Meall Buidhe is one of the easiest 3000 foot mountains (or munros) in Scotland. It only takes about 3 hours to walk up it and return from the Goirra Dam. On my drive to the dam I was lucky to see a golden eagle being chased and harrassed by a hooded crow, a not uncommon but pretty special sight in Scotland.
Before walking up Meall Buidhe I went up a neighbouring mountain called Stuchd an Lochain (meaning peak of the little lochan). A thin veil of cloud masked the sun through much of the day producing a beautiful soft light and making the sun appear like a huge hazy globe. Later it the day it also produced the conditions for a broken spectre, a halo-like ring of coloured light cast onto the the surface of the clouds opposite the sun.

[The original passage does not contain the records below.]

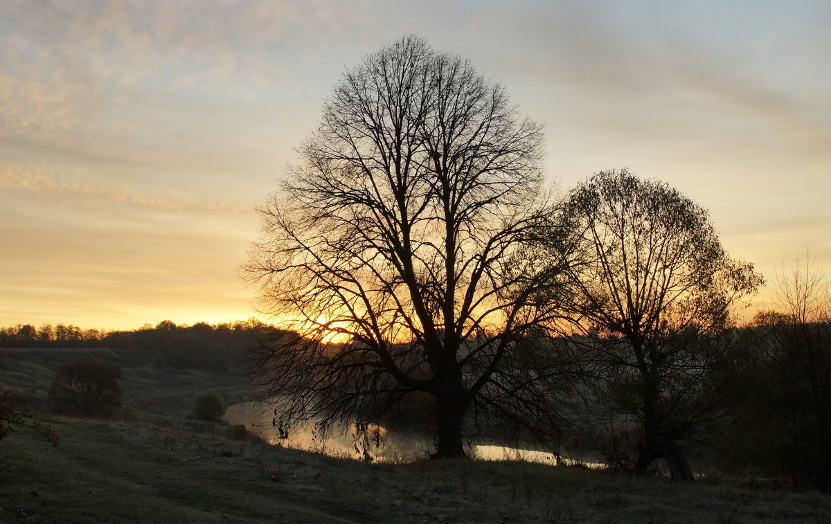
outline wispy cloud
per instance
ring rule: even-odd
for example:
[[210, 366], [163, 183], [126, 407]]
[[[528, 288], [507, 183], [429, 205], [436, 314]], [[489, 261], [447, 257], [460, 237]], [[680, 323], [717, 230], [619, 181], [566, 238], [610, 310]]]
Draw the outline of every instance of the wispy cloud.
[[93, 180], [76, 177], [69, 179], [49, 168], [13, 165], [4, 162], [0, 162], [0, 188], [31, 193], [60, 193], [67, 196], [86, 195], [165, 211], [231, 215], [251, 213], [250, 206], [228, 198], [196, 194], [175, 196], [163, 191], [150, 193], [129, 186], [104, 187]]

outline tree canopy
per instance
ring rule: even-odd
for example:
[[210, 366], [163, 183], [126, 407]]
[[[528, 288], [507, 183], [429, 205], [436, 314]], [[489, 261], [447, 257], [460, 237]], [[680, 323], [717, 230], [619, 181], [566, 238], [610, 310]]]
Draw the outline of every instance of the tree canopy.
[[553, 313], [532, 300], [553, 265], [522, 256], [548, 214], [542, 138], [500, 86], [416, 37], [344, 72], [247, 267], [263, 311], [299, 334], [261, 354], [282, 423], [377, 419], [421, 392], [452, 457], [471, 406], [542, 419], [506, 364]]

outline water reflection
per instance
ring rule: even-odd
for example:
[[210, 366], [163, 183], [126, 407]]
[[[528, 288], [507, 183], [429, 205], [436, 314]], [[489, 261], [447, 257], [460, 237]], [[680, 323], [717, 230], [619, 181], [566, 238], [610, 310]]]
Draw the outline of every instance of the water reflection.
[[[411, 462], [424, 458], [432, 449], [425, 438], [387, 432], [381, 426], [370, 424], [366, 432], [357, 431], [354, 424], [338, 425], [327, 435], [321, 435], [317, 426], [306, 424], [293, 427], [288, 438], [281, 438], [280, 429], [272, 425], [273, 412], [267, 406], [246, 402], [236, 404], [225, 410], [224, 419], [231, 424], [243, 424], [266, 442], [288, 448], [323, 453], [334, 457], [378, 462]], [[554, 453], [533, 449], [519, 449], [494, 443], [475, 443], [470, 453], [480, 460], [524, 460], [552, 465], [582, 463], [600, 468], [596, 462], [578, 461]]]

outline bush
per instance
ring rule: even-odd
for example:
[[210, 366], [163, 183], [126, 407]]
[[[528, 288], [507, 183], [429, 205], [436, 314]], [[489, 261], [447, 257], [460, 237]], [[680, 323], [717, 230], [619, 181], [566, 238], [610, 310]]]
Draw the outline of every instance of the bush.
[[250, 437], [248, 430], [243, 424], [234, 424], [229, 426], [225, 431], [225, 436], [231, 440], [246, 440]]
[[58, 413], [109, 417], [121, 407], [121, 370], [91, 357], [79, 357], [58, 370], [49, 402]]
[[194, 414], [202, 420], [216, 420], [225, 414], [225, 407], [222, 405], [219, 397], [212, 393], [205, 393], [196, 399]]

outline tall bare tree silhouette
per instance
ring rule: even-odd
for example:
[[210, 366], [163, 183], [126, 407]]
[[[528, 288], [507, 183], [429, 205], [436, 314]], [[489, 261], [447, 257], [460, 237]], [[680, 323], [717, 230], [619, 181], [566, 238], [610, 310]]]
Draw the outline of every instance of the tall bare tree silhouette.
[[448, 458], [465, 454], [472, 407], [490, 424], [555, 419], [511, 362], [553, 315], [532, 297], [556, 264], [523, 254], [550, 215], [542, 139], [500, 86], [420, 37], [344, 72], [260, 208], [247, 266], [261, 308], [298, 334], [259, 355], [276, 424], [372, 420], [420, 392]]

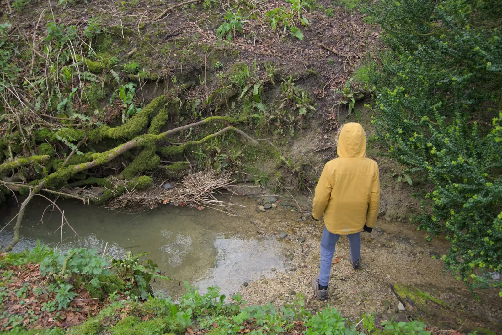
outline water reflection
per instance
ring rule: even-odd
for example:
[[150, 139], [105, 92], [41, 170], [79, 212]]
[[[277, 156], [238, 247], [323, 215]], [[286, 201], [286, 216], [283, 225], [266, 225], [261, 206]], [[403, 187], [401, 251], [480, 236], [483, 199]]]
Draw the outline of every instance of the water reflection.
[[[166, 207], [131, 215], [67, 200], [58, 204], [78, 234], [75, 237], [69, 227], [64, 227], [63, 250], [85, 247], [102, 253], [106, 246], [106, 253], [115, 257], [129, 251], [148, 252], [147, 257], [173, 279], [168, 282], [156, 281], [154, 290], [175, 297], [184, 293], [185, 280], [202, 290], [217, 285], [228, 295], [238, 290], [244, 281], [259, 279], [265, 273], [269, 276], [270, 268], [279, 268], [284, 258], [279, 243], [261, 239], [247, 221], [228, 218], [216, 211]], [[248, 207], [254, 209], [254, 206]], [[40, 223], [46, 206], [42, 199], [34, 198], [30, 202], [22, 226], [21, 240], [15, 251], [33, 248], [37, 239], [52, 247], [59, 246], [60, 215], [46, 213], [43, 223]], [[0, 218], [6, 218], [2, 220], [4, 224], [18, 209], [15, 204], [0, 209]], [[0, 233], [0, 240], [10, 241], [12, 227]]]

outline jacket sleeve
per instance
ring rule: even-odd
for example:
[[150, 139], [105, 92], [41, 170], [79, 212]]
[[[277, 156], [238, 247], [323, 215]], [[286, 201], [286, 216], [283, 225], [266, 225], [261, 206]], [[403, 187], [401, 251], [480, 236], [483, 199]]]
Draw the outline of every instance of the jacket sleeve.
[[326, 209], [326, 206], [331, 196], [333, 186], [329, 180], [326, 165], [324, 165], [319, 182], [315, 187], [315, 196], [314, 197], [314, 204], [312, 205], [312, 217], [314, 220], [322, 219], [323, 213], [324, 213], [324, 210]]
[[372, 228], [376, 222], [378, 211], [380, 209], [380, 178], [378, 171], [378, 164], [373, 175], [373, 185], [371, 187], [371, 194], [369, 197], [368, 212], [366, 216], [366, 226]]

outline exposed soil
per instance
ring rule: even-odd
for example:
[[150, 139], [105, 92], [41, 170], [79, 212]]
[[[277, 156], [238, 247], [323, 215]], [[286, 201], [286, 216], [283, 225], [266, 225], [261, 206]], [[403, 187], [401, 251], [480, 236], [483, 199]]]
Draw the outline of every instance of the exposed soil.
[[[285, 201], [283, 199], [282, 203]], [[294, 202], [291, 200], [287, 203], [288, 206], [292, 203]], [[307, 210], [306, 204], [301, 206], [304, 206], [303, 210]], [[318, 301], [313, 295], [310, 280], [319, 274], [323, 224], [311, 219], [297, 221], [300, 214], [293, 208], [280, 205], [253, 215], [253, 220], [266, 233], [277, 237], [280, 230], [288, 234], [286, 239], [291, 239], [286, 243], [291, 253], [282, 268], [270, 269], [269, 273], [274, 279], [268, 278], [265, 274], [262, 279], [241, 287], [239, 291], [249, 304], [271, 301], [280, 307], [301, 292], [312, 309], [329, 303], [338, 308], [342, 315], [353, 320], [358, 320], [362, 312], [375, 313], [381, 319], [405, 319], [409, 316], [408, 311], [399, 311], [399, 300], [391, 288], [397, 284], [411, 285], [452, 308], [458, 308], [461, 311], [459, 313], [466, 313], [478, 326], [491, 328], [495, 333], [502, 329], [499, 323], [496, 324], [502, 317], [502, 303], [496, 290], [479, 291], [478, 301], [463, 283], [443, 271], [441, 256], [447, 251], [447, 243], [441, 239], [428, 243], [424, 233], [410, 224], [385, 219], [378, 220], [371, 233], [361, 234], [362, 266], [360, 270], [352, 269], [348, 241], [340, 238], [333, 257], [329, 297], [325, 301]], [[300, 237], [305, 237], [304, 242], [296, 240]], [[385, 305], [385, 300], [390, 302], [390, 307]]]

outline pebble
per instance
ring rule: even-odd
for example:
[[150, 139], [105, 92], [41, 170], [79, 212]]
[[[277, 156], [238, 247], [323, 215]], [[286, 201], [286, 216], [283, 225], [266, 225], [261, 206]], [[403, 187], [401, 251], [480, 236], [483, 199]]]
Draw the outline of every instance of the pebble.
[[384, 310], [387, 310], [391, 307], [391, 302], [388, 300], [384, 300], [382, 302], [382, 304], [384, 305]]
[[269, 204], [272, 204], [277, 201], [277, 198], [272, 196], [265, 196], [262, 198], [262, 200]]

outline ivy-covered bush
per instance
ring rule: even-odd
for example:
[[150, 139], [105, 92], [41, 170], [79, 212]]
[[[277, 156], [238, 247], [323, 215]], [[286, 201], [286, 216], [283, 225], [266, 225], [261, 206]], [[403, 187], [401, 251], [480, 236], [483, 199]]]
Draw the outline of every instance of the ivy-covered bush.
[[433, 186], [413, 221], [445, 233], [445, 266], [470, 289], [502, 288], [499, 2], [380, 0], [368, 11], [386, 46], [370, 74], [378, 136]]

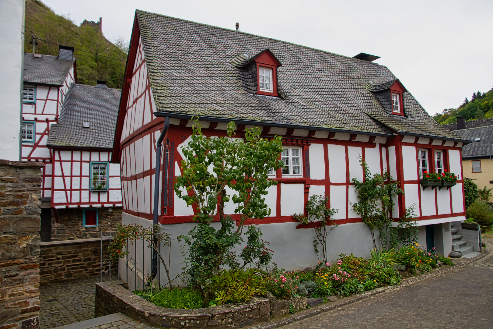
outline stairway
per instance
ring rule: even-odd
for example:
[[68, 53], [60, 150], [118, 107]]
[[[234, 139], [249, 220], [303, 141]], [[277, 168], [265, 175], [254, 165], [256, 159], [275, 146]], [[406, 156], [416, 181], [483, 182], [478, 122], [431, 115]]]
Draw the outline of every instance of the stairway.
[[454, 223], [451, 224], [452, 231], [452, 250], [460, 253], [463, 257], [473, 253], [472, 246], [467, 245], [467, 240], [462, 238], [462, 235], [458, 234], [459, 229], [456, 228]]

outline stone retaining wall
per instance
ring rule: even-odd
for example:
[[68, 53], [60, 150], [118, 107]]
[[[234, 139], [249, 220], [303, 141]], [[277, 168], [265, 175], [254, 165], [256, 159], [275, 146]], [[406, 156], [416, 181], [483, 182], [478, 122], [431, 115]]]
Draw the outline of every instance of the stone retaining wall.
[[0, 329], [39, 326], [38, 162], [0, 160]]
[[254, 297], [246, 303], [226, 304], [207, 308], [165, 308], [127, 290], [123, 280], [96, 284], [95, 317], [120, 312], [152, 326], [182, 328], [243, 328], [269, 321], [269, 300]]
[[[103, 240], [103, 260], [109, 259], [106, 249], [108, 245], [107, 239]], [[41, 242], [41, 284], [67, 282], [99, 275], [101, 251], [101, 240], [98, 238]], [[108, 268], [107, 263], [104, 264], [104, 271]], [[117, 277], [118, 270], [118, 262], [112, 263], [112, 276]]]

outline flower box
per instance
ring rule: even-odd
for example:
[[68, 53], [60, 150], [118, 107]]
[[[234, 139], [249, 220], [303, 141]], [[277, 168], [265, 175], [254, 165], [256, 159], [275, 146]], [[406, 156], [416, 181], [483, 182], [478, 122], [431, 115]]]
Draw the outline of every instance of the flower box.
[[430, 180], [421, 180], [421, 186], [423, 186], [423, 189], [426, 189], [427, 187], [431, 187], [431, 189], [436, 188], [442, 186], [442, 182], [440, 181], [430, 181]]
[[438, 189], [442, 189], [444, 187], [447, 187], [447, 189], [449, 189], [453, 186], [455, 186], [457, 185], [457, 182], [447, 182], [445, 180], [442, 180], [442, 186], [439, 187]]

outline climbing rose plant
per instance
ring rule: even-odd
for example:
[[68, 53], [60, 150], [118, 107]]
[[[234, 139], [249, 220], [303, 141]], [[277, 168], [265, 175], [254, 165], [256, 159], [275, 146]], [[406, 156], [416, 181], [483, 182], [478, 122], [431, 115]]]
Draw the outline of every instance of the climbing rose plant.
[[[277, 182], [268, 179], [269, 172], [283, 165], [279, 158], [282, 150], [280, 136], [271, 140], [262, 138], [260, 130], [255, 128], [247, 130], [244, 139], [234, 138], [235, 127], [233, 121], [228, 124], [227, 137], [206, 137], [196, 119], [192, 140], [182, 149], [183, 175], [176, 178], [175, 185], [178, 197], [196, 211], [197, 226], [178, 239], [188, 246], [188, 273], [206, 299], [214, 274], [225, 265], [239, 268], [232, 249], [243, 241], [245, 221], [270, 215], [263, 197]], [[225, 204], [230, 201], [238, 215], [236, 230], [235, 221], [224, 215]], [[220, 222], [218, 229], [211, 226], [215, 219]], [[246, 235], [247, 248], [240, 255], [244, 266], [255, 259], [261, 265], [269, 261], [272, 251], [260, 239], [259, 230], [250, 226]]]

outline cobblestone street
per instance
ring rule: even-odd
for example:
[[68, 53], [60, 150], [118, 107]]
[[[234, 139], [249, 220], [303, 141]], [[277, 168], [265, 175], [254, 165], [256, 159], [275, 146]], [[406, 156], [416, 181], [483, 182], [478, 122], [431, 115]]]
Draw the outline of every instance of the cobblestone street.
[[40, 329], [94, 318], [95, 285], [99, 280], [98, 276], [67, 283], [41, 286], [39, 288]]

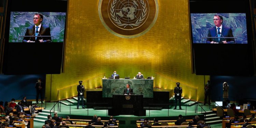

After climbing Stuchd and Lochain I started up Meall Buidhe. With only two or three hours of daylight left the sun was low in the sky and casting a soft yellow light. The walk up was easy and after an hour or so I was on the summit ridge. Walking along this broad flat summit ridge I was struck by the colouor: yellow. The grass was blonde and tiny crystals in the rock reflected the yellow evening light.
Mountaineering in Scotland in winter is always challenging and always rewarding. The evening light in particular, casting long shadows on snow drifts and lighting up the landscape with yellows and pinks makes all the effort in battling the wind and cold worthwhile.